Outre le fait que ces deux témoins sont en lien avec le demandeur, directement pour l’une indirectement pour l’autre, force est de constater que ces témoignages, à l’instar de celui de monsieur [E] [B] sont extrêment succincts, notamment et curieusement celui émanant de la responsable de la commercialisation des oeuvres [H], qu’il n’indique pas le nom de l’artiste en question, et surtout ne témoignent pas de ce que ces oeuvres étaient dans ce même camion pour le trajet retour.
Ainsi, seul monsieur [E] [B] atteste que les oeuvres se trouvaient dans le véhicule qu’il pilotait au moment de l’accident, étant relevé ainsi qu’il était précédemment observé, que son témoignage est totalement taisant sur les circonstances de l’accident, sur le nombre et la nature des oeuvres transportées, sur les conditions de leur transport (protection, emballages), de sorte que le caractère probant de ce témoignage ne peut qu’être mis en cause.
Il est encore observé qu’il n’est fourni aucune explication sur le fait que l’accident s’est produit le 25 août 2020 prétendûment en retour du salon de [Localité 4] lequel s’est tenu seulement jusqu’au 23 août 2020.
Enfin, alors que le témoignage de monsieur [E] [B] est extrêment succinct et ne fournit aucun élément sur les circonstances de cet accident (ni même la date) ,il ressort de la déclaration de sinistre de monsieur [X] [H] adressée à son assureur le 27 août 2020, que les dommages se sont produits lorsqu’un pneu du véhicule a éclaté sur l’autoroute , provoquant une sortie de route du véhicule et un déplacement violent des objets transportés et leur engommagement.
Au regard de cette déclaration et en l’absence de tout autre élement, force est de constater que l’accident s’est produit sans aucun choc avec un corps fixe ou mobile, et qu’il n’est fait état d’aucun versement ou renversement du véhicule, ainsi que l’exigent les dispositions des conditions générales précitées.
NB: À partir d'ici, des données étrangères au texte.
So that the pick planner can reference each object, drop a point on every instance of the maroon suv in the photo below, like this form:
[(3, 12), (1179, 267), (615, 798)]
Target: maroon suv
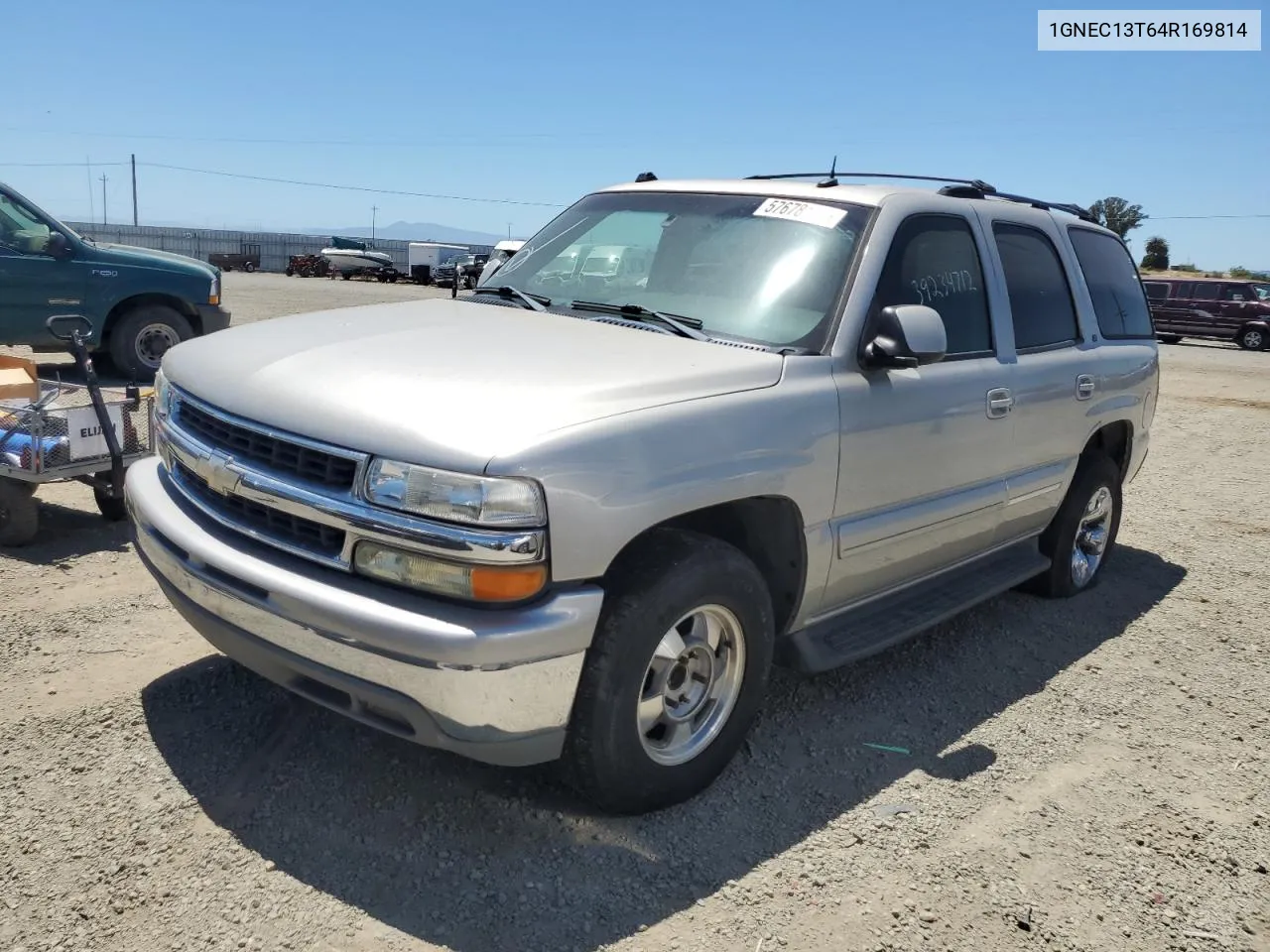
[(1220, 308)]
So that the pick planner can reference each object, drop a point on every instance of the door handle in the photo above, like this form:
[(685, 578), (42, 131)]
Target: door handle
[(1000, 403)]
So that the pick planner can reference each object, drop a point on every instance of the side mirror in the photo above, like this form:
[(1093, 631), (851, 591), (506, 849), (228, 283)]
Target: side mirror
[(907, 335), (59, 245)]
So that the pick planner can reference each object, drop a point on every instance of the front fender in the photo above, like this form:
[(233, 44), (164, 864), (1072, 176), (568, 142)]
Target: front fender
[(610, 480)]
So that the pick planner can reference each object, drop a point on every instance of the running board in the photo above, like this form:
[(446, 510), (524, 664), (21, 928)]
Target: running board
[(887, 621)]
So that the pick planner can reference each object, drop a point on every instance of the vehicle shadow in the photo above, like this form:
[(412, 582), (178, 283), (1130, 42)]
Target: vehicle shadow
[(66, 532), (480, 860)]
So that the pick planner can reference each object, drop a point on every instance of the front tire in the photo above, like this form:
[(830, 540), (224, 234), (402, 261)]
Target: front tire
[(140, 340), (675, 675), (1252, 339), (1082, 534)]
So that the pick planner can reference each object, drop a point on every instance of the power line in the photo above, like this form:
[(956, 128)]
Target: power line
[(348, 188)]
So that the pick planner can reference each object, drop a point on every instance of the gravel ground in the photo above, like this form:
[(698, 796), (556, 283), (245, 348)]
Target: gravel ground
[(1088, 774)]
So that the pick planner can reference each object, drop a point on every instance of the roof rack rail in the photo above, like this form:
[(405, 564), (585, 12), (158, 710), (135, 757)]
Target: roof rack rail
[(973, 191)]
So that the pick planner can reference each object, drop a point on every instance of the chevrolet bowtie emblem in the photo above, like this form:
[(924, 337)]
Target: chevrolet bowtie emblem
[(217, 472)]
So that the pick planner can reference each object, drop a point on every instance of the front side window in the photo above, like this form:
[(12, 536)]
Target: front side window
[(1114, 285), (22, 230), (934, 262), (1040, 299), (753, 268)]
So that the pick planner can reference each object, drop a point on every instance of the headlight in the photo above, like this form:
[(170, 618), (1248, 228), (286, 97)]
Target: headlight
[(453, 497), (471, 583)]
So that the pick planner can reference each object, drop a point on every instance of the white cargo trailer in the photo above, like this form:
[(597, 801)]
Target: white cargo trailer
[(423, 258)]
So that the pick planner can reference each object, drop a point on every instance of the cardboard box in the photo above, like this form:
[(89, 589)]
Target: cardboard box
[(18, 379)]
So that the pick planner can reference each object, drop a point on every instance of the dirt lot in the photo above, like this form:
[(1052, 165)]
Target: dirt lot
[(1088, 774)]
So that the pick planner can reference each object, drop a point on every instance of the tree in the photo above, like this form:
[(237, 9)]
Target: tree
[(1157, 254), (1118, 214)]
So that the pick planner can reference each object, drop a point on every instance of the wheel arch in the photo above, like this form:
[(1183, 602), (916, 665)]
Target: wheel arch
[(767, 530), (130, 303), (1112, 439)]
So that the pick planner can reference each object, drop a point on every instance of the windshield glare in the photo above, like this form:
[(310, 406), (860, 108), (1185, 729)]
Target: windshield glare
[(747, 267)]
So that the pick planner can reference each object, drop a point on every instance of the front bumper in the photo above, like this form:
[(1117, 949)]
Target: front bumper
[(212, 317), (495, 685)]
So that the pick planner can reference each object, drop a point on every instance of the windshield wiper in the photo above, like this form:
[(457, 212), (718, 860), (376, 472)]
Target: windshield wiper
[(684, 326), (535, 302)]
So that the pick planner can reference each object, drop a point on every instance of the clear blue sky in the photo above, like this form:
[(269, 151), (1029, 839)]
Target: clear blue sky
[(540, 102)]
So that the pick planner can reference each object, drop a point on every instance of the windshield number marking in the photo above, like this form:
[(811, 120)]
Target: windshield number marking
[(810, 212)]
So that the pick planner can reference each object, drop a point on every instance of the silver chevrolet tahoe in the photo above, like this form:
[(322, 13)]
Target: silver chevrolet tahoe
[(580, 515)]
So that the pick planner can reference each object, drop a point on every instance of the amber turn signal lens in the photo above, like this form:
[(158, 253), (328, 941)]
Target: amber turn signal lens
[(507, 584)]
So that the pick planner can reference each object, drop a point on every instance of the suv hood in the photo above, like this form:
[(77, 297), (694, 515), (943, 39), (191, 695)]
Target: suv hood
[(449, 384), (149, 258)]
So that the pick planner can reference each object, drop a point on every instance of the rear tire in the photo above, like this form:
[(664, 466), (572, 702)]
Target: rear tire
[(1080, 537), (19, 515), (1252, 339), (661, 711), (144, 335)]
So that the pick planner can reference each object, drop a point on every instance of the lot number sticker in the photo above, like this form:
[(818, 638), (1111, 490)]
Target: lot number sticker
[(84, 429), (824, 214)]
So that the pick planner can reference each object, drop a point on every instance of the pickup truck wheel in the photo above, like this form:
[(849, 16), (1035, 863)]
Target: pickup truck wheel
[(675, 675), (19, 515), (112, 509), (140, 340), (1082, 534)]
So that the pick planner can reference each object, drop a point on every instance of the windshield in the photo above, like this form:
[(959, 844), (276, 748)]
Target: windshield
[(22, 227), (747, 267)]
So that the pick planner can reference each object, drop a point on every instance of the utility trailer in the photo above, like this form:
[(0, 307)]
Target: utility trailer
[(423, 258)]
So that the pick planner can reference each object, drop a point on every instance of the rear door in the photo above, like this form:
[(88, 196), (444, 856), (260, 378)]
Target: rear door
[(1053, 365)]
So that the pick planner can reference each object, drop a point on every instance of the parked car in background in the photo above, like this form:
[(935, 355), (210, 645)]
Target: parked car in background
[(466, 267), (141, 302), (246, 259), (1215, 308), (503, 253)]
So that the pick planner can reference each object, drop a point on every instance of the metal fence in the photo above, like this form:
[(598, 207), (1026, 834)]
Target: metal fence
[(276, 248)]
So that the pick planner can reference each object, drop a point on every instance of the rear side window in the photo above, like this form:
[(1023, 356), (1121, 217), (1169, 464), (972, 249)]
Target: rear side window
[(1040, 299), (934, 262), (1118, 294)]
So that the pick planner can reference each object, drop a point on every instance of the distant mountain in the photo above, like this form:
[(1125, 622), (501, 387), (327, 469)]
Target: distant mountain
[(414, 231)]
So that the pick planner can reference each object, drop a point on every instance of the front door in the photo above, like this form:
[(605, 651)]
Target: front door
[(33, 285), (924, 451)]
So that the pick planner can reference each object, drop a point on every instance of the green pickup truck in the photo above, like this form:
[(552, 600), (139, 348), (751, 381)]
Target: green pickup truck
[(141, 302)]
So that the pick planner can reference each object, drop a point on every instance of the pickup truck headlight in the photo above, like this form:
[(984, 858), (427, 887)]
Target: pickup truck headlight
[(453, 497), (470, 583)]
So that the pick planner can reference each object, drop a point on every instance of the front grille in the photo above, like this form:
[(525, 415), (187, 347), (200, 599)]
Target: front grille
[(276, 525), (280, 454)]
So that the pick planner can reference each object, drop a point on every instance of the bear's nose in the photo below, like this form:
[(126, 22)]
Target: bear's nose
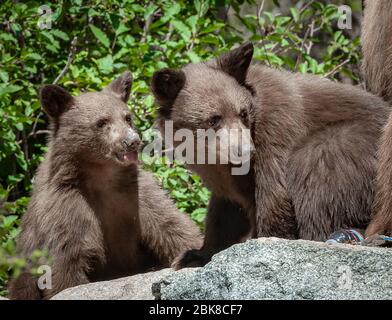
[(132, 141)]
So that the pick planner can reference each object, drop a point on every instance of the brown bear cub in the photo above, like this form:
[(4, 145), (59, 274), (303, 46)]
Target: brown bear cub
[(315, 147), (377, 67), (93, 209)]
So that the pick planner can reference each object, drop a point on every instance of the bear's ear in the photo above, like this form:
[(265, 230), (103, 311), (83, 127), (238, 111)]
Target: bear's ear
[(166, 84), (55, 100), (236, 62), (121, 87)]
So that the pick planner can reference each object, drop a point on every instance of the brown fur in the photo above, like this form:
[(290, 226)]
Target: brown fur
[(377, 68), (315, 143), (99, 218)]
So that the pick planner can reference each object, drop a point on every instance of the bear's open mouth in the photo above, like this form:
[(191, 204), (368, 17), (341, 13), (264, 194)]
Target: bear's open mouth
[(127, 158)]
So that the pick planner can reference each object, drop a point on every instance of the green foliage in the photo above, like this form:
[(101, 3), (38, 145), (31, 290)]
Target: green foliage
[(92, 41)]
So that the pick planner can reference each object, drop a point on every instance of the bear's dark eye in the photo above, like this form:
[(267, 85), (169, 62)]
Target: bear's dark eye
[(102, 122), (244, 115), (128, 118), (214, 120)]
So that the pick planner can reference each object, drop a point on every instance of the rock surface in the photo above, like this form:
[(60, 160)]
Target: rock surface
[(137, 287), (270, 268)]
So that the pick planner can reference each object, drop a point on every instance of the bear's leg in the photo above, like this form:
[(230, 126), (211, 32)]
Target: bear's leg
[(164, 230), (227, 224), (331, 180)]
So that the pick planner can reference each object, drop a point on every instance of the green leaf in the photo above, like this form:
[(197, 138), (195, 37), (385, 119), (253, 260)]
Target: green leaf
[(100, 35)]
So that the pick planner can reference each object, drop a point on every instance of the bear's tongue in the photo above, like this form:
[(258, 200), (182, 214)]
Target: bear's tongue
[(130, 157)]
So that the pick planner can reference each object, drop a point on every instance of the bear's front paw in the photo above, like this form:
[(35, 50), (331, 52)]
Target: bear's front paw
[(191, 259)]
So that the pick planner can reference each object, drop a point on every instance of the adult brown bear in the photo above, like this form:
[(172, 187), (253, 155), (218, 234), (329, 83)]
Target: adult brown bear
[(315, 140)]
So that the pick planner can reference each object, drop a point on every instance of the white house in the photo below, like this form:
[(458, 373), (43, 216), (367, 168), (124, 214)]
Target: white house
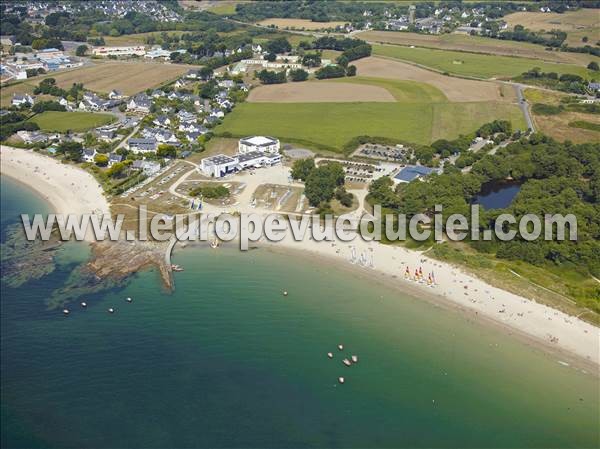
[(258, 143), (139, 103), (21, 99), (88, 155), (142, 145)]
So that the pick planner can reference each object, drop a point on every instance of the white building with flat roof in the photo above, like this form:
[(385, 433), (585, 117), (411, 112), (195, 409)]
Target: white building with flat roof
[(264, 144), (138, 50), (218, 166)]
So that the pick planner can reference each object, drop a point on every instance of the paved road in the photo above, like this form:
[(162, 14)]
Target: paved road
[(524, 106)]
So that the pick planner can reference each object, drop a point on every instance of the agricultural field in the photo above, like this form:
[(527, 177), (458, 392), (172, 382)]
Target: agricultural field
[(454, 89), (558, 126), (583, 22), (136, 39), (128, 77), (55, 121), (318, 92), (329, 126), (300, 24), (474, 65), (7, 92), (477, 44)]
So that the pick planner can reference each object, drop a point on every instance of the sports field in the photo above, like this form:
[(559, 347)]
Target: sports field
[(55, 121), (300, 23), (453, 88), (474, 65), (579, 23), (477, 44), (128, 77), (136, 39)]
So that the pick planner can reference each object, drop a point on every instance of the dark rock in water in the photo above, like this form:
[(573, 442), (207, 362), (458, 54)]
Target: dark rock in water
[(22, 260)]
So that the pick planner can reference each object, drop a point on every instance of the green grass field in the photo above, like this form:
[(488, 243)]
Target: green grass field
[(474, 65), (56, 121), (330, 126), (403, 91)]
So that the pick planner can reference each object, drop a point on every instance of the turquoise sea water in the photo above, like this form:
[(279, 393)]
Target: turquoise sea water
[(227, 361)]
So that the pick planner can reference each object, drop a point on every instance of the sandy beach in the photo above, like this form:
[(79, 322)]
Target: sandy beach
[(68, 189), (72, 190)]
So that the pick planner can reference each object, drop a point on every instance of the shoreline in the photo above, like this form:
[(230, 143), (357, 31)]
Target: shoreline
[(72, 190), (435, 299), (67, 189)]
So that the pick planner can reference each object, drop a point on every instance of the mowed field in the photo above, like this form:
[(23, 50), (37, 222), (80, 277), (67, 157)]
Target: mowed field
[(299, 23), (477, 44), (577, 24), (128, 77), (55, 121), (557, 126), (420, 114), (136, 39), (474, 65), (454, 89), (318, 92)]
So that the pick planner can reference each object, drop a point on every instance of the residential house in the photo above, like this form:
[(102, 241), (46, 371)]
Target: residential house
[(139, 103), (115, 95), (32, 137), (162, 120), (186, 117), (142, 145), (114, 158), (148, 167), (21, 99), (88, 155)]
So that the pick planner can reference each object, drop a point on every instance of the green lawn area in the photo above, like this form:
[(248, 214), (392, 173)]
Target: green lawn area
[(403, 91), (474, 65), (329, 126), (226, 9), (452, 119), (75, 121)]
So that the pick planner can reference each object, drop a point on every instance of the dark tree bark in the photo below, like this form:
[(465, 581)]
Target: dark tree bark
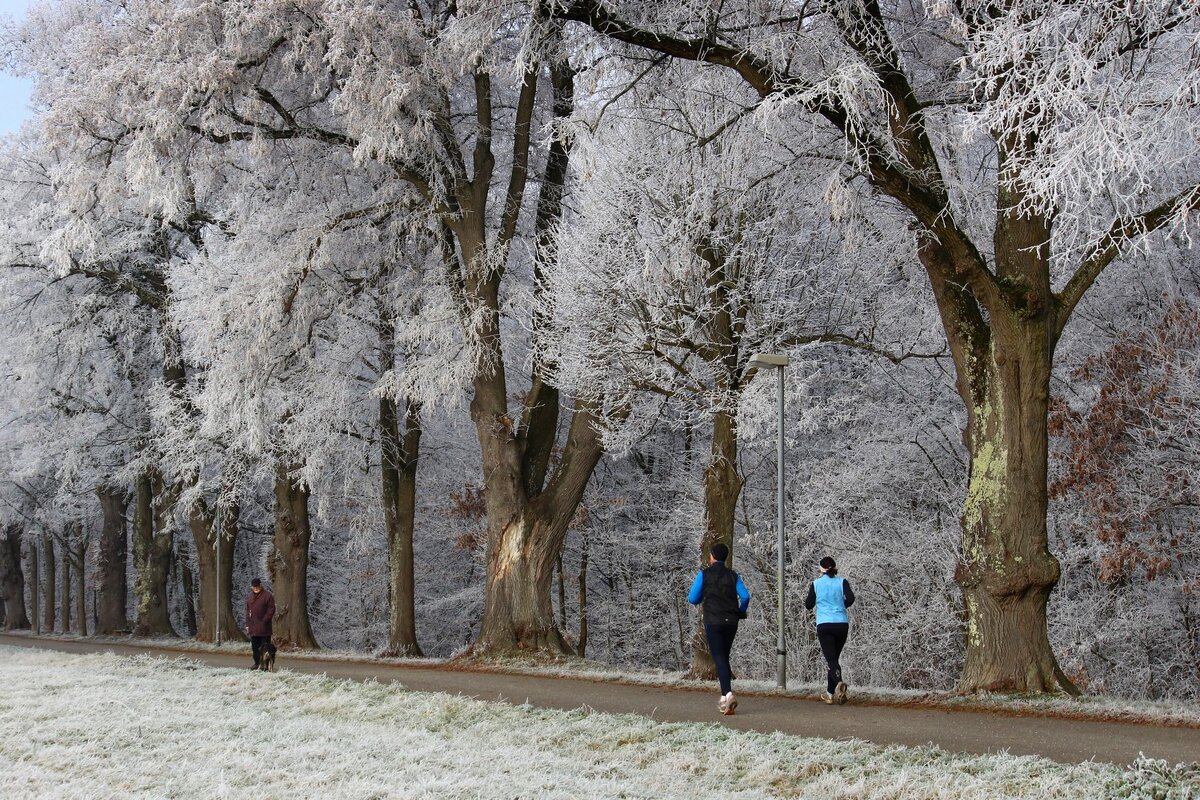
[(723, 486), (187, 584), (153, 545), (49, 608), (400, 437), (35, 587), (1002, 322), (112, 558), (203, 524), (582, 647), (288, 563), (12, 579), (79, 571), (65, 589), (527, 513)]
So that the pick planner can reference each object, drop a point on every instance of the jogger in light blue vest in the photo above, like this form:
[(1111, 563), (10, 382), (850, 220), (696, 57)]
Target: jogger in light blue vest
[(831, 596)]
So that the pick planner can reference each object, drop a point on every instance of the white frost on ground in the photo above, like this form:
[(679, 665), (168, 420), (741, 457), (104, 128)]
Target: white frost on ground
[(105, 726), (1090, 707)]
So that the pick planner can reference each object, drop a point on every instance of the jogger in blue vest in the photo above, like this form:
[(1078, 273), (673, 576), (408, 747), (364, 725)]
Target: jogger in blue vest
[(832, 596), (725, 600)]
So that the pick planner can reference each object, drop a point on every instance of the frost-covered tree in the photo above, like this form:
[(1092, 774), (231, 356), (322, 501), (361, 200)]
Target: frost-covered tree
[(685, 252), (1031, 143)]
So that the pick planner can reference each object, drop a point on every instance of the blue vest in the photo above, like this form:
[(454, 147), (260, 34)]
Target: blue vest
[(831, 601)]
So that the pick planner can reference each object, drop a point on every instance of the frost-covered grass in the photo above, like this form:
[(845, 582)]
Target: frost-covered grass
[(106, 726), (1089, 707)]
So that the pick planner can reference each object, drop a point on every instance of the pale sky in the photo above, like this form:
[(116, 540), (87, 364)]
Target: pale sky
[(13, 91)]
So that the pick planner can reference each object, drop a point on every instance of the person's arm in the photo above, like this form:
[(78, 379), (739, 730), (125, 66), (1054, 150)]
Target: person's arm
[(743, 596)]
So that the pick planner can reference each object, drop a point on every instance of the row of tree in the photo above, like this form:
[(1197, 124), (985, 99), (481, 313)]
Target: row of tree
[(257, 251)]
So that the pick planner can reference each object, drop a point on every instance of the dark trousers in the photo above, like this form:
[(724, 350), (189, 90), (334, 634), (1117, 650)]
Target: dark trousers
[(720, 642), (832, 637), (256, 645)]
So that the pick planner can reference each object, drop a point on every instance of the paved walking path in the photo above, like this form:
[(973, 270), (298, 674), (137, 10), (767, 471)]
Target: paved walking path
[(957, 731)]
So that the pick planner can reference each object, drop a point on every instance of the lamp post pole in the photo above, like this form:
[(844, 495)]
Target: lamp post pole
[(778, 362), (216, 537)]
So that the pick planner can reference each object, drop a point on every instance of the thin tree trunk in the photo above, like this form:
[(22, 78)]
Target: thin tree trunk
[(153, 534), (12, 579), (81, 577), (112, 561), (399, 458), (583, 596), (202, 523), (49, 605), (288, 564), (189, 587), (562, 593), (35, 585), (65, 589)]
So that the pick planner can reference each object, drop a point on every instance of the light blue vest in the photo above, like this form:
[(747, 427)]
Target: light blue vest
[(831, 602)]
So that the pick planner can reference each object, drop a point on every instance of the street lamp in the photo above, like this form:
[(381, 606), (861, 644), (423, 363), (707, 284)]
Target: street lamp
[(778, 362), (216, 525)]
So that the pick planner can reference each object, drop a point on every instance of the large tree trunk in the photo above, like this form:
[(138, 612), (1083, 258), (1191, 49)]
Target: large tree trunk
[(400, 441), (153, 534), (1003, 370), (399, 468), (723, 486), (288, 563), (203, 523), (112, 555), (65, 590), (1007, 571), (12, 579)]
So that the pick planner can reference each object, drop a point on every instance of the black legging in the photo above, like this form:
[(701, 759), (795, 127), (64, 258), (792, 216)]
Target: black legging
[(259, 643), (720, 642), (832, 637)]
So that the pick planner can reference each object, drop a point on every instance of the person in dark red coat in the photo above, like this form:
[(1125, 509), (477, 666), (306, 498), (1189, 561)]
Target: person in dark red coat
[(259, 613)]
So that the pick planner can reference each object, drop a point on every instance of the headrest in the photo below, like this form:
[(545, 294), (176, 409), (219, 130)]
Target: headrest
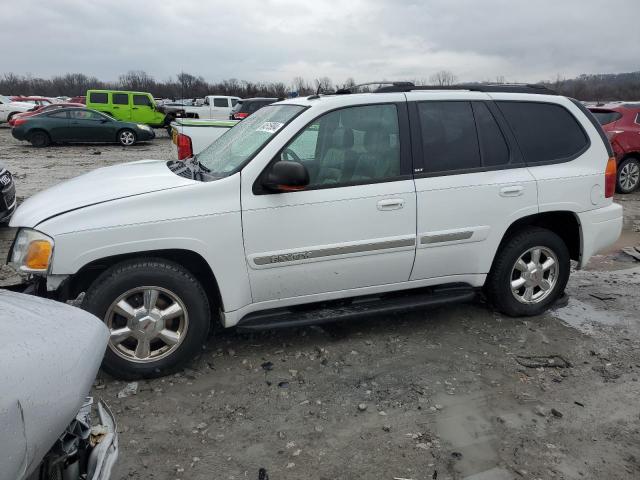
[(342, 138)]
Au total, n’étant nullement démontré que les conditions de la garantie sont remplies (qualité du conducteur, présence des oeuvres dans le véhicule au moment de l’accident, circonstances de l’accident), sans qu’il soit besoin d’examiner le surplus des moyens, monsieur [X] [H] ne peut qu’être débouté de sa demande d’indemnisation auprès de la S.A. MAAF ASSURANCES .
Sur les autres demandes
L’équité commande de rejeter la demande de la S.A. MAAF ASSURANCES formée en application des dispositions de l’article 700 du Code de procédure civile.
Monsieur [X] [H] qui succombe dans ses prétentions sera débouté de sa demande au titre des frais irrépétibles et supportera la charge des dépens.
PAR CES MOTIFS
Le Tribunal, statuant par jugement contradictoire, après débats en audience publique, mis à disposition au greffe et en premier ressort:
Déboute monsieur [X] [H] de l’ensemble de ses demandes formées à l’encontre de la S.A. MAAF ASSURANCES .
Déboute la S.A. MAAF ASSURANCES de sa demande formée en application des dispositions de l’article 700 du Code de procédure civile.
Condamne monsieur [X] [H] aux dépens.